Stories From the Forest: Haley and Native Plants
As we move toward the end of 2023, we’re taking a look back at some of the stories that defined the year. This week, Haley Hamblen, our Nursery Manager, reflects on her journey to Reflection Riding and the value of connection and community.
To me, Reflection Riding is about connection—with people, with nature, with our past. I moved to Chattanooga during the global health crisis, so it was difficult to build community. The fall of 2021 was the first time I visited Reflection Riding; nothing was blooming, and everything was seemingly quiet and stark. But I was immediately greeted by Paul who had just lit a fire outside the visitor’s center. A quick question about hiking trails led to a two-hour conversation about Red Wolves and plant conservation. I knew I had found my people and the community I sought.
I was so excited when I had the opportunity to join the Reflection Riding team as an educator and now I’m managing the Native Plant Nursery. I’ve learned so much about conservation horticulture; beyond what I ever learned by studying landscape architecture in school or working on farms. It brings me such joy to be part of a community that is actively working towards connecting people to nature but it also brings me joy to be out here with my hands in the dirt doing this work.
I still work as an environmental educator and love the opportunity to communicate with the many different groups that come to Reflection Riding. Often people will come to the woods with fear. You can see that they are not comfortable in this environment and bring very reasonable fears with them about bugs, snakes, and wild animals. For one event in particular I decided to focus on things that may spark an ancestral remembrance. So we walked around and talked about traditional uses for some of the native plants on our campus, specifically those with indigenous history. After an hour-and-a-half tour, I watched the group’s demeanor go from apprehension to excitement. They remembered how their parents or grandparents used local plants in different ways, how they used cucumber magnolia for stomach pains or black walnut for a toothache-curing tea. They were not just getting excited about what they were learning, but they were gaining a sense of belonging, a sense of heritage.
I love to see Reflection Riding’s mission in action—reconnecting Chattanoogans back to nature. Whether it is teaching school students how native plants are pertinent to ecological justice in their communities or meeting groups of master gardeners to help provide an ecological understanding of native plants and how the ecosystem in their home garden affects the types of birds, insects, and wildlife that show up, we are really helping people connect with nature in new ways here. I even help researchers from universities in other states who are studying some of the plant populations we have on-site because they’re exemplary. Traveling that far just to see a population of a plant is profound! We are becoming a massive resource for biodiversity and rewilding that is being noticed throughout the southeast.

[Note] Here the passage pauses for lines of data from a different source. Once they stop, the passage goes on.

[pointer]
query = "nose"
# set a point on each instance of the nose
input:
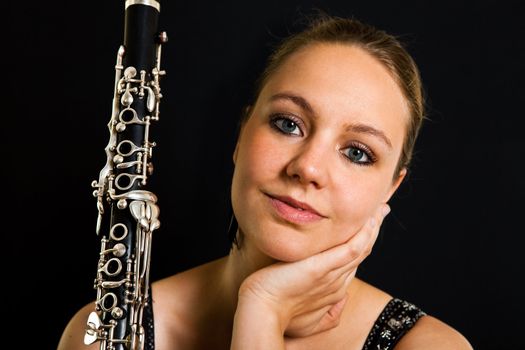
(309, 165)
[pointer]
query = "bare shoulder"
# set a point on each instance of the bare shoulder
(430, 333)
(73, 336)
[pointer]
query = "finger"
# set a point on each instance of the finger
(347, 255)
(333, 317)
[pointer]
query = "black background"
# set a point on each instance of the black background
(452, 244)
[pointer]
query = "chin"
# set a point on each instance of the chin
(287, 247)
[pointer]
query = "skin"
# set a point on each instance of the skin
(292, 286)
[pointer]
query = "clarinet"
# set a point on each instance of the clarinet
(122, 277)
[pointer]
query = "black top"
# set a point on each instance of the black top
(395, 320)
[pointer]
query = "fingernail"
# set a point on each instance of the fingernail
(386, 210)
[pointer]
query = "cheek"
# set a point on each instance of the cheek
(353, 206)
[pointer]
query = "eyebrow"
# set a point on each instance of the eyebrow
(298, 100)
(367, 129)
(358, 128)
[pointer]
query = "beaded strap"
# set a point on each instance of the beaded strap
(395, 320)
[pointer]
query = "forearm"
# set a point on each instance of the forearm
(256, 327)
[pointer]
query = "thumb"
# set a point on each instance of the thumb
(333, 316)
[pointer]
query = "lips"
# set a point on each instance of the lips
(293, 210)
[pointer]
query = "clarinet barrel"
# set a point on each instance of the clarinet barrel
(127, 211)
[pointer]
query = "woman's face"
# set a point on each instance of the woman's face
(318, 153)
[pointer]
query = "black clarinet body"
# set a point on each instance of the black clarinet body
(127, 210)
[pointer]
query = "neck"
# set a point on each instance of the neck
(237, 266)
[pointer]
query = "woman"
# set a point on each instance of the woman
(322, 148)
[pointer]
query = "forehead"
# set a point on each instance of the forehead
(344, 82)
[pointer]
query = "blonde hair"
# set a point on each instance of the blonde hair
(386, 48)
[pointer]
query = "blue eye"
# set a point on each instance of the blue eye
(359, 155)
(286, 125)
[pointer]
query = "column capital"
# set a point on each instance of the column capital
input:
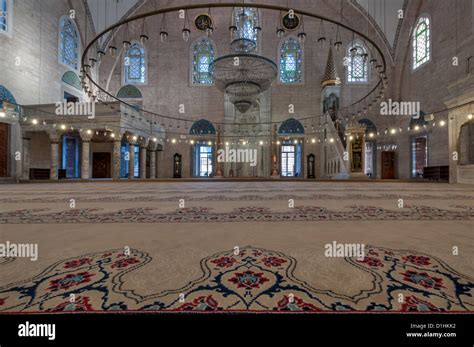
(86, 135)
(54, 136)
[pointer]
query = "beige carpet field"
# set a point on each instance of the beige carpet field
(238, 246)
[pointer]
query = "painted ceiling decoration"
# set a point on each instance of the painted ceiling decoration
(129, 92)
(72, 79)
(383, 16)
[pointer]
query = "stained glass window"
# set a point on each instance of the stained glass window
(69, 43)
(203, 56)
(134, 63)
(357, 67)
(421, 42)
(4, 16)
(291, 61)
(246, 19)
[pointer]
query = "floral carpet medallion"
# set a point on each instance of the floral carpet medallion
(250, 279)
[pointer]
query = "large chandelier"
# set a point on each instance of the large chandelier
(243, 75)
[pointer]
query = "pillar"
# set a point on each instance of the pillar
(26, 158)
(142, 162)
(116, 160)
(85, 166)
(131, 162)
(152, 164)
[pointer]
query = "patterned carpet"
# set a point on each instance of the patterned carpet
(238, 246)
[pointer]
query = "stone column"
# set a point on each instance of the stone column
(274, 155)
(142, 162)
(26, 158)
(219, 169)
(85, 162)
(116, 160)
(54, 138)
(131, 162)
(152, 164)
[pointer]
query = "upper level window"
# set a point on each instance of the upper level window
(134, 63)
(68, 43)
(246, 20)
(357, 64)
(4, 15)
(291, 61)
(421, 42)
(202, 57)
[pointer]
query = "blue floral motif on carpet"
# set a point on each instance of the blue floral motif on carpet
(250, 279)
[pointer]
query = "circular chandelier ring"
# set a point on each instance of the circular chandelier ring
(95, 41)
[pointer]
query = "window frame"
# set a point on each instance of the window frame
(429, 43)
(351, 59)
(9, 17)
(124, 67)
(191, 61)
(301, 47)
(79, 44)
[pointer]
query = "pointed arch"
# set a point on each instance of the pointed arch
(135, 64)
(203, 53)
(369, 125)
(291, 126)
(7, 96)
(69, 43)
(357, 65)
(246, 29)
(290, 61)
(421, 41)
(202, 127)
(129, 92)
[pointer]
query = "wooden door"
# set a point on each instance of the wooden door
(101, 165)
(388, 165)
(4, 135)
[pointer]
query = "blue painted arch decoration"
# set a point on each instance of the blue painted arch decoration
(291, 126)
(129, 92)
(369, 125)
(72, 79)
(420, 121)
(202, 127)
(6, 95)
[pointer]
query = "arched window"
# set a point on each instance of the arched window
(291, 61)
(134, 64)
(357, 64)
(202, 127)
(421, 42)
(203, 53)
(5, 9)
(246, 20)
(68, 43)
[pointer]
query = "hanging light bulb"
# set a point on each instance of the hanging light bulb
(186, 32)
(353, 50)
(144, 35)
(321, 35)
(143, 38)
(163, 32)
(209, 31)
(257, 30)
(280, 32)
(126, 40)
(112, 50)
(163, 36)
(338, 42)
(93, 61)
(302, 37)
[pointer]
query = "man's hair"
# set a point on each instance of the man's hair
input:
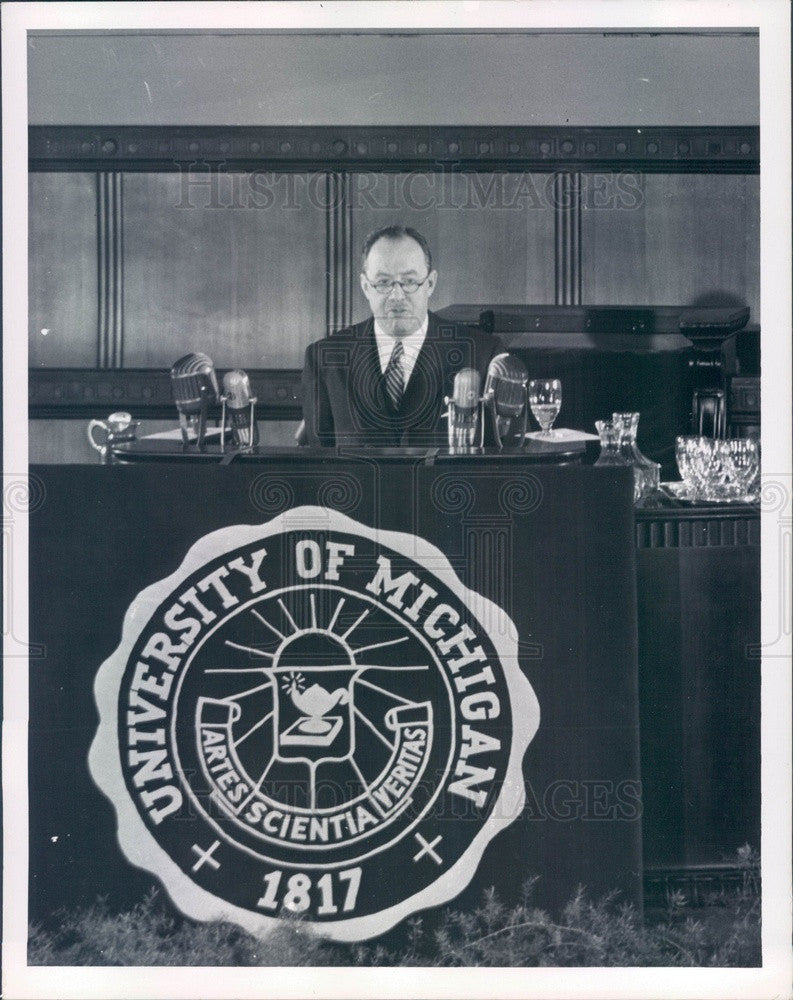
(396, 233)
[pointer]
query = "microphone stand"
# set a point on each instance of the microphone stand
(508, 431)
(251, 425)
(462, 433)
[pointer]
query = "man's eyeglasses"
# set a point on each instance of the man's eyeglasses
(408, 286)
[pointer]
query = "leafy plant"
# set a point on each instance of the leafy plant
(602, 932)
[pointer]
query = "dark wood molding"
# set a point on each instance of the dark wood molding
(697, 527)
(83, 393)
(651, 149)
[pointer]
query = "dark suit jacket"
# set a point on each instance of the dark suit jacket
(344, 400)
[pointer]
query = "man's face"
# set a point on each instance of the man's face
(398, 312)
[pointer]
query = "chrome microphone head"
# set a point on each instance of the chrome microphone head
(465, 391)
(194, 383)
(505, 384)
(237, 389)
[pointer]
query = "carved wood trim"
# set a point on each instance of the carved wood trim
(668, 149)
(339, 252)
(82, 393)
(698, 528)
(110, 269)
(567, 221)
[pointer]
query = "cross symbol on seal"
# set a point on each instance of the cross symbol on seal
(428, 849)
(205, 857)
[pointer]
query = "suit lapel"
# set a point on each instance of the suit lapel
(426, 383)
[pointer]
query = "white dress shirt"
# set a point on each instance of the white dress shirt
(412, 344)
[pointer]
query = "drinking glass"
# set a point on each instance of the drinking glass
(545, 400)
(744, 456)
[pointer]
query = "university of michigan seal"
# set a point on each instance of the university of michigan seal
(312, 717)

Community interest in native plants has increased significantly this past year not just from individual homeowners, but also from landscapers doing larger installations around the region. Earlier this year I worked with a landscape architect hired by the Chattanooga Choo Choo to workshop a plant list for a massive native plant installation, right in front of this beautiful historic building on Market Street. Overall, I’m seeing the city take more of an initiative to prioritize restoring biodiversity in our built environment and we get to be an instrumental part of that. I think our presence is setting an example for Chattanooga and beyond. I am excited to be a part of creating vital connections between people and their native ecosystems.